I had lived between both cities but finished school and college in New Delhi. Then, I left. Returning was like being reassigned to purgatory. Delhi was status-conscious and hierarchical with its own rigid social pecking order. Delhi was about nepotism and networking where those who made it big in the ‘import-export’ business did it because daddy-ji was pulling strings somewhere. Delhi was the city — or over-grown village, depending on your perspective — where no woman could be safe on the streets.



I remember at the launch, you were quite upset withe way Shobhaa De went into a come time warp tryin to pull this whole Delhi vs Mumbai on.

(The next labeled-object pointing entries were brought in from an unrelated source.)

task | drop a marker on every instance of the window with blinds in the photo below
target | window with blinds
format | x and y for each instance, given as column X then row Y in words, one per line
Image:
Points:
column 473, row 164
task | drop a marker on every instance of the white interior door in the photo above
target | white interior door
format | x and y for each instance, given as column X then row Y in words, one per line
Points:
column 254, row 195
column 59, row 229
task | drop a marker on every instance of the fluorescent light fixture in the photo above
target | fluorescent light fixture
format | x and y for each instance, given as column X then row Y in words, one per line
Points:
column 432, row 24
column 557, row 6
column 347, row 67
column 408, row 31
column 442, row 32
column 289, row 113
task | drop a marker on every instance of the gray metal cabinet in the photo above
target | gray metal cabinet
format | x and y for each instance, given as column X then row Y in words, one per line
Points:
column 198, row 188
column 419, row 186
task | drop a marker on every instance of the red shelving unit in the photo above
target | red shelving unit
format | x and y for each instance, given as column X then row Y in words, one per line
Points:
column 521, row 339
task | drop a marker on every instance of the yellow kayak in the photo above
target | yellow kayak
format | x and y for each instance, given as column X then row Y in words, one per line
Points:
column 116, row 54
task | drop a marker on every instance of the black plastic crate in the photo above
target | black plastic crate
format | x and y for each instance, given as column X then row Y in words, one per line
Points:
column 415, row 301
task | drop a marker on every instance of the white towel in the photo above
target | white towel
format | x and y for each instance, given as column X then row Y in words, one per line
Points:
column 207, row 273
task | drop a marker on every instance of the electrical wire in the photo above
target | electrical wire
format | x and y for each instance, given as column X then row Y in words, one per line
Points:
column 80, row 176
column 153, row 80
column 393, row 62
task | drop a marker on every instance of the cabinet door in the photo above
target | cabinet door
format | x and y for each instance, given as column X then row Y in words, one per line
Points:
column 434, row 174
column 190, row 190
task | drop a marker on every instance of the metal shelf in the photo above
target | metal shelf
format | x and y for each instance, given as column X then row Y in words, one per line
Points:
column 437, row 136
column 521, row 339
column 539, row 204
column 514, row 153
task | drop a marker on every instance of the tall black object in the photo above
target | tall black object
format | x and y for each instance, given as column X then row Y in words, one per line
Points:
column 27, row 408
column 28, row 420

A few years back in a meeting in City, there was this discussion between Mumbai competing with Delhi in fashion — and how you found it utter nonsense. But I really liked the piece.
In Bombay, when a cabbie says the fare is Rs 96.50 and you give him a one-hundred-rupee note, he will return the balance Rs 3.50 in coins.
In Delhi, cabbies not only never charge by the meter, for some odd reason they also hide the meters under dirty towels.
Mr Grey, no cabbie in Mumbai has ever returned my change, in coins or notes. But yes, why Delhi cabbies and autowalas have meters that never seem to work is a mystery!